Explainable Machine Learning for Identifying the Full Heterogeneity of Peptidoforms and Proteoforms

Mass spectrometry driven proteomics allows deep insights into the working of cells.

Still, the vast majority of proteoforms, representing the full heterogeneity of molecular forms of protein products in a sample, currently remain undetected in proteomics experiments.

This lack of information strongly restricts our knowledge of disease progression, possible biomarkers, and therapeutic targets across a large number of diseases.

Several machine learning approaches have been developed for proteomics data, but not being trained end-to-end, they cannot capture the full wealth of proteomic mass spectra and commonly remain unexplained black boxes.

Within explAInProt, my team and I will develop representations of spectra that allow deploying explainable, end-to-end machine learning models on the wealth of proteomic data available, regarding both bottom-up and topdown spectra to identify novel protein variants.

Explanations will allow identifying the origin of predictions and allow reducing bias and building up the trustworthiness of AI systems required for clinical applications.

To verify results, we will pioneer orthogonal real-time strategies based on selective sequencing approaches and calling of amino acids that we will introduce for nanopore sequencing devices as a complementary acquisition method.

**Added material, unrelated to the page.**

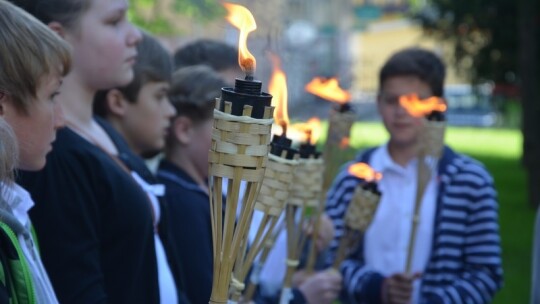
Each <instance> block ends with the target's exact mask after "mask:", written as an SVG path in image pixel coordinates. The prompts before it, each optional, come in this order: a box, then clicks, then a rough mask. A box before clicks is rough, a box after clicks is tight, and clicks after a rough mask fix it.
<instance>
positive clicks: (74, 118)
mask: <svg viewBox="0 0 540 304" xmlns="http://www.w3.org/2000/svg"><path fill="white" fill-rule="evenodd" d="M60 91H61V94H60V95H59V96H58V99H59V101H60V103H61V104H62V110H63V112H64V118H65V120H66V122H67V123H68V125H69V124H72V125H75V126H76V127H79V128H88V127H89V126H90V125H91V124H92V121H93V120H92V115H93V114H92V111H93V110H92V102H93V99H94V94H95V90H92V89H89V88H86V87H84V86H83V85H82V83H81V81H79V80H78V79H77V76H76V75H75V74H69V75H68V76H66V77H65V78H64V82H63V84H62V88H61V90H60Z"/></svg>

All combined, this will allow to drastically increase our knowledge about the current dark matter of mass spectrometry driven proteomics: those proteins and peptides that are non-canonically modified, non-tryptic, have potentially multiple amino acid substation, or no close match in databases or result from structural variants such as fusion proteins that they remain undetected in current analyses.

We will highlight applicability in two areas of particular concern in current approaches: the detection of structural variants in proteomic mass spectra and the characterization of novel microbial organisms without sufficient database information.